Enterprise Java

Tracking Application Exceptions With Spring

A few weeks ago a colleague asked me to spend a week doing a support role as he needed cover whilst he took a well earned holiday and he couldn’t find anyone else. As I’d just completed a particularly complex coding project and was feeling a little burnt out, I said ‘yes’; after all the change would do me good.

Part of the job consisted of monitoring a collection of fairly critical backed processes, to see how well they were performing and whether or not they were going wrong.

We developers spend a lot of time and energy adding logging to our application in order to prove that it’s working okay and to figure out what went wrong when an exception occurs. These log files are often used to tell us how well, or badly, our application is performing on a daily basis.

I’m ignoring other techniques such as adding probes to your application by whatever method you choose, such as HTTP or JMX. These provide immediate information on your application rather than the second level monitoring under discussion here.

There are at least three ways of monitoring log files:

  • Never
  • Reactively
  • Proactively

“Never” means what it says. I’m betting that there are those applications that go live, never seem to fail and are never checked.
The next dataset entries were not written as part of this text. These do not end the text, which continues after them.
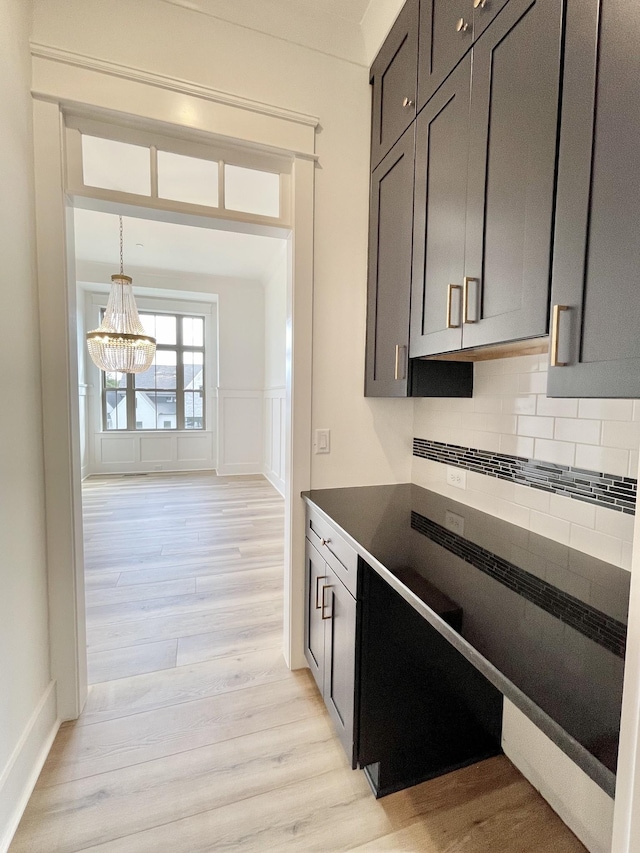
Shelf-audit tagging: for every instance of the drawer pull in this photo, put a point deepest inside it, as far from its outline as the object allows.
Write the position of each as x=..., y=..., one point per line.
x=318, y=579
x=555, y=336
x=323, y=604
x=450, y=324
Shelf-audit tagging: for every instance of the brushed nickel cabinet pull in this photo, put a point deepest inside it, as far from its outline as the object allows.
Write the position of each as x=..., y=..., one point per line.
x=465, y=310
x=323, y=604
x=452, y=287
x=555, y=336
x=318, y=579
x=400, y=361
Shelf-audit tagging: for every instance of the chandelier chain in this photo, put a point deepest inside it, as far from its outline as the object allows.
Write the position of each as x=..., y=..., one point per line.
x=121, y=254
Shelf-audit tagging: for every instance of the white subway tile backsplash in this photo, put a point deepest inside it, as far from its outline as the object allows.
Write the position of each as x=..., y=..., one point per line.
x=621, y=434
x=535, y=426
x=550, y=526
x=606, y=459
x=517, y=445
x=520, y=405
x=597, y=544
x=611, y=410
x=548, y=450
x=557, y=407
x=572, y=429
x=511, y=414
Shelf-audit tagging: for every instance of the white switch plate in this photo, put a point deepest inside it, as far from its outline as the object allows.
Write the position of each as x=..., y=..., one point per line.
x=454, y=522
x=456, y=477
x=322, y=443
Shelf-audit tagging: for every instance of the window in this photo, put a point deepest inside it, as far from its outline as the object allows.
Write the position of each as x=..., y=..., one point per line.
x=168, y=396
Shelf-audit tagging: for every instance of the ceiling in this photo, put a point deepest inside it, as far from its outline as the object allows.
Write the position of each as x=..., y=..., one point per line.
x=174, y=248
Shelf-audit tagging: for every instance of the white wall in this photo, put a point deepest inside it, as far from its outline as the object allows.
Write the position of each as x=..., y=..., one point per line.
x=27, y=708
x=370, y=438
x=275, y=369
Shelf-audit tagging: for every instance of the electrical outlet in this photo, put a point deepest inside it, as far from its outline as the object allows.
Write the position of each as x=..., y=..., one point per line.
x=454, y=523
x=322, y=443
x=456, y=477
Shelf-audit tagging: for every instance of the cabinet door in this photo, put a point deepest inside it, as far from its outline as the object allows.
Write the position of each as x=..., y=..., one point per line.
x=389, y=283
x=394, y=78
x=340, y=656
x=596, y=259
x=314, y=644
x=513, y=143
x=446, y=34
x=442, y=148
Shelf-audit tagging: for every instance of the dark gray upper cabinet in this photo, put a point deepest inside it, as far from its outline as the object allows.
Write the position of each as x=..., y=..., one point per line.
x=485, y=164
x=448, y=29
x=394, y=79
x=442, y=153
x=596, y=261
x=388, y=294
x=511, y=178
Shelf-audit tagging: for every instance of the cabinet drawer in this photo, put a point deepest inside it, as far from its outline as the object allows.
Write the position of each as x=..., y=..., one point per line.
x=334, y=549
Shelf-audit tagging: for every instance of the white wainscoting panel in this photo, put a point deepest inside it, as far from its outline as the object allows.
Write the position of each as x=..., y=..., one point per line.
x=139, y=453
x=240, y=431
x=274, y=436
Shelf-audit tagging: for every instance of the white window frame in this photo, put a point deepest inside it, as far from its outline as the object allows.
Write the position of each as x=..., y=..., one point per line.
x=223, y=155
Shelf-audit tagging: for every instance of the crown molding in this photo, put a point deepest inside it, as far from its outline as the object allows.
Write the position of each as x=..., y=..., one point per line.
x=172, y=84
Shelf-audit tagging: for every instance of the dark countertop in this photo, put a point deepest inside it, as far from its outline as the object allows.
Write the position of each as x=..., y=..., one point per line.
x=546, y=624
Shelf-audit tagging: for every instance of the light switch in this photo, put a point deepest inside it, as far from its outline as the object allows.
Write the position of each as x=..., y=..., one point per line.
x=322, y=443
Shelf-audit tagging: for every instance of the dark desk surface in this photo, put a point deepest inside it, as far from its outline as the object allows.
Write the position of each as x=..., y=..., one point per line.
x=545, y=623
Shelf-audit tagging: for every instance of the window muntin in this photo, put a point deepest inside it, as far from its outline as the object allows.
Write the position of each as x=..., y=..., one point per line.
x=168, y=396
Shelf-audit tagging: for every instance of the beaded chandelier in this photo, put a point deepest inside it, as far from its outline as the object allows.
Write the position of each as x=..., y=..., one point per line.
x=119, y=344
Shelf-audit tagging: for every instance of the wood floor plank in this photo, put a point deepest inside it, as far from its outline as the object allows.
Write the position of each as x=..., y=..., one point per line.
x=141, y=592
x=182, y=684
x=133, y=660
x=83, y=751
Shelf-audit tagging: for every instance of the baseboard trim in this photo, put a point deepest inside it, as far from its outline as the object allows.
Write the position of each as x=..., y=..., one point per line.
x=276, y=482
x=19, y=777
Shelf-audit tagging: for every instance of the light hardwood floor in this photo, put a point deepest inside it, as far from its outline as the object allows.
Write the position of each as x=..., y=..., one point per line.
x=196, y=737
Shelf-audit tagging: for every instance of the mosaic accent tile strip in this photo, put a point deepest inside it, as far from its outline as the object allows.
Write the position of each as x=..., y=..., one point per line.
x=606, y=490
x=591, y=623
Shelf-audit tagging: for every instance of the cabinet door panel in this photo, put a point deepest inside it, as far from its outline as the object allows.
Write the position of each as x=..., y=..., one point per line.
x=339, y=678
x=389, y=284
x=442, y=149
x=597, y=254
x=442, y=44
x=394, y=78
x=514, y=122
x=314, y=645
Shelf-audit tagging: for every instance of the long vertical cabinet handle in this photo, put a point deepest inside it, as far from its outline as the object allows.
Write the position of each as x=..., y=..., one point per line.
x=318, y=579
x=452, y=287
x=401, y=357
x=555, y=336
x=328, y=586
x=465, y=299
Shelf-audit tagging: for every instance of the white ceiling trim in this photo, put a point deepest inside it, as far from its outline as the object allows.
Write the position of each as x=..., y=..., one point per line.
x=183, y=87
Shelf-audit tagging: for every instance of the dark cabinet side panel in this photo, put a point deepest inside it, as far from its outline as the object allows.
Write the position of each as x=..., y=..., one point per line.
x=514, y=123
x=340, y=658
x=394, y=78
x=439, y=217
x=314, y=647
x=597, y=254
x=443, y=42
x=389, y=278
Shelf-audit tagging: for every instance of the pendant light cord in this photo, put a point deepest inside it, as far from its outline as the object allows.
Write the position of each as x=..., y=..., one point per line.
x=121, y=255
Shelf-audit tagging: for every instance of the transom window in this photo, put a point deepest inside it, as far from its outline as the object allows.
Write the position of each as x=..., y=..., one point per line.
x=168, y=396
The “reactive” strategy is very common; Mrs Smith from Doncaster phones up and complains that the web site crashed when she was trying to buy a new pair of shoes. She was charged twice and never received any shoes. In this traditional company, where the roles of DEV and OPS are totally segregated, the developer investigating the problem requests the logs for the time and date of the incident from OPS. The developer, of course, gets back a totally unrelated section of the log and has to re-request the correct section – several times. By that time, a few weeks have gone by and Mrs Smith is irate. The log eventually arrives and the problem is solved.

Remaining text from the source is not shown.